John, Alvaro,
do we have a consensus whether we need the update to RFC 7370 or not?
thanks,
Peter
On 13/05/2021 21:12, Les Ginsberg (ginsberg) wrote:
Alvaro –
FWIW, I agree w John here.
There are many examples – to cite a few:
Sub-TLVs for TLVs 22, 23, 25, 141, 222, and 223 (Extended IS
reachability, IS Neighbor Attribute, L2 Bundle Member Attributes,
inter-AS reachability information, MT-ISN, and MT IS Neighbor Attribute
TLVs)
…
Reference
[RFC5305][RFC5316][RFC7370][RFC8668]
RFC 8868 is not marked as updating RFC 7370.
RFC 7370 is not marked as updating RFC 5316/RFC 5305.
Sub-TLVs for TLVs 135, 235, 236, and 237 (Extended IP reachability, MT
IP. Reach, IPv6 IP. Reach, and MT IPv6 IP. Reach TLVs)
…
Reference
[RFC5305][RFC7370]
Again, RFC7370 is not marked as updating RFC 5305.
I think it is sufficient to request that IANA add the new RFC to the
list of References for the modified registry.
Les
*From:* Lsr <[email protected]> *On Behalf Of *John Scudder
*Sent:* Thursday, May 13, 2021 11:00 AM
*To:* Alvaro Retana <[email protected]>
*Cc:* John Scudder via Datatracker <[email protected]>; Christian Hopps
<[email protected]>; [email protected]; The IESG <[email protected]>;
[email protected]; [email protected]
*Subject:* Re: [Lsr] John Scudder's No Objection on
draft-ietf-lsr-isis-srv6-extensions-14: (with COMMENT)
On May 13, 2021, at 1:20 PM, Alvaro Retana <[email protected]
<mailto:[email protected]>> wrote:
This documents updates RFC 7370 by modifying an existing
registry.
Also, this doesn’t seem to me like an update to RFC 7370. It’s
normal for an
RFC to update an IANA registry, without saying it updates a
previous RFC that
established that registry. I think the “updates” just confuses
matters and
clutters things up, and should be removed.
In this case the document is not only registering a value. It is
changing the name of the registry, adding an extra column, and
updating all the other entries (§11.1.*). The Updates tag is used
because it significantly changes the registry.

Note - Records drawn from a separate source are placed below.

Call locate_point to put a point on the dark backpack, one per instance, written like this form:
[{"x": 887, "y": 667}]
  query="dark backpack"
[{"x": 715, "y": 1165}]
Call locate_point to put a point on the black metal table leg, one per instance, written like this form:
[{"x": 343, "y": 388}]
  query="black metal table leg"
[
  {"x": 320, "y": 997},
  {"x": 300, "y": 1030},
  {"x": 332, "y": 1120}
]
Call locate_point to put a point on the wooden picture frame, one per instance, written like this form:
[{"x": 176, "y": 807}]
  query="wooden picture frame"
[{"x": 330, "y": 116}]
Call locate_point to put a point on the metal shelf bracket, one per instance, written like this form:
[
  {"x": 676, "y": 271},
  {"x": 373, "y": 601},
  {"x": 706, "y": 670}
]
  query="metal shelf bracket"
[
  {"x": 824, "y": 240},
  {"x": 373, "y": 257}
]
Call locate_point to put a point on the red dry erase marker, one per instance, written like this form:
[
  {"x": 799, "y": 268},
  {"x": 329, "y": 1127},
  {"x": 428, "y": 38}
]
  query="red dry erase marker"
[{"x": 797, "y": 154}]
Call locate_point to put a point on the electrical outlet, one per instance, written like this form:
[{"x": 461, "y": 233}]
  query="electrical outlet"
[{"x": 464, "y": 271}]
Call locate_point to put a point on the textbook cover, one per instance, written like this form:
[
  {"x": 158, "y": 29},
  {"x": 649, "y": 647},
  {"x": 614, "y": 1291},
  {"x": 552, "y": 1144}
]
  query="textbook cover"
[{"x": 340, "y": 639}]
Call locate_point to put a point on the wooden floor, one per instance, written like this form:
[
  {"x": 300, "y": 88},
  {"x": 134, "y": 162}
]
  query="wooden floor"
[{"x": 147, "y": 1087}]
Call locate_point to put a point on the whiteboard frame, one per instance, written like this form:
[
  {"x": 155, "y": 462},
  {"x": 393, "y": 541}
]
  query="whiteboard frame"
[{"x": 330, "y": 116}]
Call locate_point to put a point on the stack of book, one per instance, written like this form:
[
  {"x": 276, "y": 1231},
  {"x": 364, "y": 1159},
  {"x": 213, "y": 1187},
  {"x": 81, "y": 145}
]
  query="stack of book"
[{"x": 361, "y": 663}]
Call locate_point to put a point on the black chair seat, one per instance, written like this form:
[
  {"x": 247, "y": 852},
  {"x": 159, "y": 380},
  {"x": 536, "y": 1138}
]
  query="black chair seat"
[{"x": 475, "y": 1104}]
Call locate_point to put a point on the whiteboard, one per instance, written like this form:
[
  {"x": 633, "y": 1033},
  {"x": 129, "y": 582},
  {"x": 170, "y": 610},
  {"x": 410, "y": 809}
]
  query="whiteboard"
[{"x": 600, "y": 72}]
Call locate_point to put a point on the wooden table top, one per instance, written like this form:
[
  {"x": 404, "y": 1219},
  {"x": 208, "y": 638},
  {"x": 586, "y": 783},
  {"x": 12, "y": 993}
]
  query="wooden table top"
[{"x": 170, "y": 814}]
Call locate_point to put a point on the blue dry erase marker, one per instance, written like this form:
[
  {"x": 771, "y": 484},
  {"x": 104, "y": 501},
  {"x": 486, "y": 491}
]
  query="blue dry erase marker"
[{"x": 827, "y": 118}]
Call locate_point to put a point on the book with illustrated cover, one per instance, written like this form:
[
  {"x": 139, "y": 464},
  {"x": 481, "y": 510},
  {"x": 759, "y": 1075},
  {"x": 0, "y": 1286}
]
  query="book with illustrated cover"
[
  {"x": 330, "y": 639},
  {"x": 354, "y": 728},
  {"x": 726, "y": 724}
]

Still seems unnecessary to me, registries are moving targets, citation
of all the relevant RFCs in their references should be sufficient. So,
the registry would be updated so that it cited both this spec and 7370,
and someone wanting to know “how did the registry get this way?” would
be able to work it out.
I’m not going to fight about it; the “updates” is not very harmful. I
say “not very” because the diligent reader might be led to think they
need to go read RFC 7370 in order to properly understand this spec, and
waste some time realizing that isn’t true. Since for better or worse we
don’t have a firm definition of when we do, and don’t, use “updates”, it
comes down to a matter of personal taste in the end.